Die Modelle der Forscher ermöglichen eine Aussage über die individuellen Risiken, an 20 verschiedenen Tumorarten zu erkranken. Besonders gut gelang die Vorhersage bei Tumorarten in Magen und Darm, sowie für Schilddrüsen-, Nieren und Gebärmutterkrebs. „Die Modelle ermitteln die statistischen Zusammenhänge zwischen Vorerkrankungen, Familiengeschichte und Lebensstil – basierend auf den tausenden oder Millionen von Fällen, mit denen sie trainiert worden sind“, sagt Gerstung. Nach wie vor spielt aber auch der Zufall eine Rolle: „Die Analysen ermöglichen keine exakte Vorhersage, bei welcher Person Krebs wirklich auftreten wird“, sagt Gerstung. Sie stellen aber das individuelle Risiko fest und ermöglichen einen Vergleich mit Personen ähnlicher Altersgruppe. Auch konnten Daten zu Risikofaktoren wie Rauchen oder Alkohol nur für einen geringen Teil der Personen erfasst werden. Dies beeinträchtigte ebenfalls die Treffsicherheit der Modelle.

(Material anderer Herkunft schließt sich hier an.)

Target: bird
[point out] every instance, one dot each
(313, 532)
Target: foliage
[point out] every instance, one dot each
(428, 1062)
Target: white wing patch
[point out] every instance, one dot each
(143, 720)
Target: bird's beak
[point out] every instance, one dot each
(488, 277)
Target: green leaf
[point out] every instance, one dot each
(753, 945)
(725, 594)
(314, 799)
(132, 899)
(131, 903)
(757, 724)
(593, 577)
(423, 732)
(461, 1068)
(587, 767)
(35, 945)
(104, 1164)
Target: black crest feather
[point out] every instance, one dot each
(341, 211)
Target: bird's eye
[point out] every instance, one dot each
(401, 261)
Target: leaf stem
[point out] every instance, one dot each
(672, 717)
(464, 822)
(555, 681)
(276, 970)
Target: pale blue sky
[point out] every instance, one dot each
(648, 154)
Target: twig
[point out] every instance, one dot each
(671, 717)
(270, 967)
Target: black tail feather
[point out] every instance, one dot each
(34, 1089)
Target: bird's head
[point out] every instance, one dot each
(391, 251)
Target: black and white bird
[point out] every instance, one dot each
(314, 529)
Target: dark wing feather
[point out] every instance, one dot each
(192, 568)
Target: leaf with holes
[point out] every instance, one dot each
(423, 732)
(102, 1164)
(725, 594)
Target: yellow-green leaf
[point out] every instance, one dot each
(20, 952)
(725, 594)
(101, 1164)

Sind die Modelle auf andere Nationen übertragbar?

Ja. Dazu validierten die Forscher ihr Modelle auch an Daten der britischen UK Biobank. Es wurde dabei eine vergleichbare Treffsicherheit erzielt. „Voraussetzung dafür ist eine Datenbasis, wie sie derzeit nur in einigen Ländern verfügbar ist.“ Auch Deutschland hat begonnen, eine vergleichbare digitale Gesundheitsstruktur aufzubauen.

Lassen sich die Vorhersagemodelle auch auf andere Krankheiten ausweiten?

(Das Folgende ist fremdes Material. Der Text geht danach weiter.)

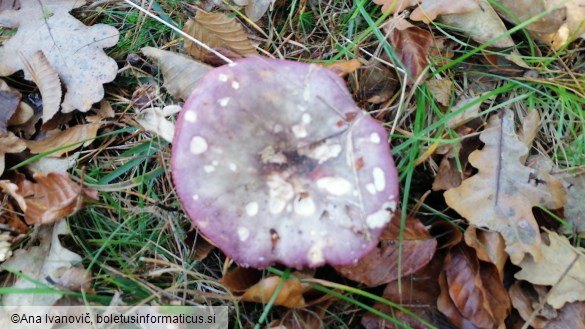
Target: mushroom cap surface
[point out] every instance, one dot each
(274, 163)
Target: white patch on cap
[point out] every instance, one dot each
(198, 145)
(334, 185)
(371, 188)
(379, 179)
(252, 209)
(223, 102)
(375, 138)
(323, 152)
(280, 192)
(382, 216)
(304, 206)
(315, 254)
(191, 116)
(243, 233)
(299, 130)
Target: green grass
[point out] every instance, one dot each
(137, 241)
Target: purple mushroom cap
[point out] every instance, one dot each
(274, 163)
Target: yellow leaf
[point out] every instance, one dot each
(504, 191)
(216, 30)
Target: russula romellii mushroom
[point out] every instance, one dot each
(274, 163)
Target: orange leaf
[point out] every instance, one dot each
(380, 265)
(53, 197)
(412, 45)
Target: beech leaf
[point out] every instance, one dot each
(217, 30)
(53, 197)
(562, 266)
(503, 192)
(380, 265)
(45, 263)
(74, 50)
(180, 72)
(412, 46)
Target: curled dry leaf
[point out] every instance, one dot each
(9, 101)
(180, 72)
(76, 52)
(501, 195)
(52, 198)
(217, 30)
(47, 80)
(60, 142)
(154, 120)
(412, 46)
(562, 267)
(428, 10)
(10, 144)
(45, 263)
(472, 292)
(525, 298)
(257, 289)
(381, 264)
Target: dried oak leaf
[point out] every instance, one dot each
(381, 264)
(472, 292)
(52, 198)
(501, 195)
(562, 266)
(217, 30)
(74, 50)
(180, 72)
(45, 263)
(257, 289)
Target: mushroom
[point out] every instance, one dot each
(274, 163)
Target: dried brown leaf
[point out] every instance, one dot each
(216, 30)
(44, 263)
(47, 80)
(476, 296)
(412, 46)
(489, 247)
(482, 24)
(501, 195)
(562, 266)
(381, 264)
(60, 142)
(180, 72)
(8, 103)
(53, 197)
(428, 10)
(75, 52)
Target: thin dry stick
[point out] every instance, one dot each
(185, 35)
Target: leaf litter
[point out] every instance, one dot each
(456, 280)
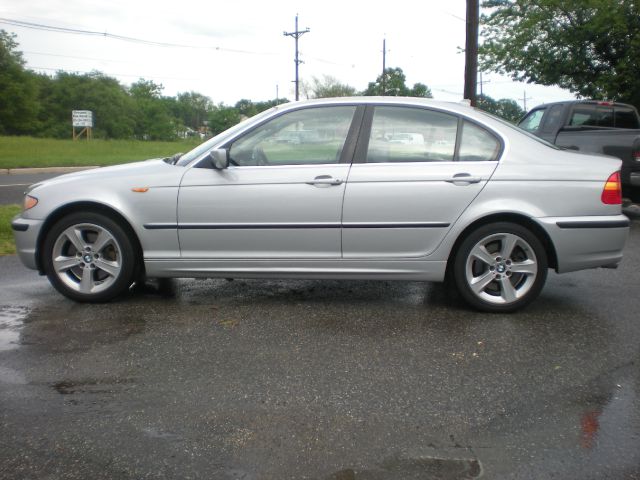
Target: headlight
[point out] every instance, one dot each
(29, 202)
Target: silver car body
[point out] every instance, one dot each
(344, 220)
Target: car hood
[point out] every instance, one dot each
(153, 173)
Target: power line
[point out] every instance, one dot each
(93, 33)
(296, 35)
(84, 72)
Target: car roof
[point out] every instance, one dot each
(460, 107)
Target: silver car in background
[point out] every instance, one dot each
(352, 188)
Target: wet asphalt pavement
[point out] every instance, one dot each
(322, 380)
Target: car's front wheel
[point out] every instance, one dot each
(500, 267)
(88, 257)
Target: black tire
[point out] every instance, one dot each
(102, 271)
(507, 274)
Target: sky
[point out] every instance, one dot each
(236, 49)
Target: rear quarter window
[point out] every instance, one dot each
(531, 123)
(591, 116)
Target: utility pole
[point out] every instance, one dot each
(296, 35)
(481, 83)
(471, 51)
(524, 100)
(384, 66)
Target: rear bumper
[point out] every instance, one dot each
(587, 242)
(26, 232)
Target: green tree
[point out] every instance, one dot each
(395, 85)
(154, 120)
(327, 87)
(503, 108)
(114, 110)
(192, 108)
(222, 117)
(146, 89)
(18, 90)
(590, 47)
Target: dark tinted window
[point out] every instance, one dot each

In einem neueren Modell, das die Forscher Delphi nannten und das aktuell als sogenanntes Preprint vorliegt, untersuchten die Forscher, inwieweit sich der Ansatz auch auf weitere Krankheiten übertragen lässt. „Tatsächlich können wir zeigen, dass wir zu nahezu jeder Krankheit Vorhersagen treffen können“, sagt Gerstung. Viele Erkrankungen treten altersbedingt auf, es zeigt sich aber, dass sich darüber hinaus noch genauere Aussagen basierend auf der individuellen Krankengeschichte treffen lassen. „Man gibt den Krankheitsverlauf bis zu einem bestimmten Alter ein – dann kann man beispielhaft den weiteren Verlauf simulieren“, sagt Gerstung. So lassen sich beispielsweise auch für Herz-Kreislauf-Erkrankungen die individuellen Risiken jeweils bestimmen. Solche Bewertungen könnten nicht nur zukünftig eine gezieltere Behandlung ermöglichen, sondern auch der Gesundheitspolitik helfen, die Krankheitslast der Bevölkerung besser vorherzusehen und zu berechnen – was auch der Planung des Gesundheitssystems zugute kommen könnte.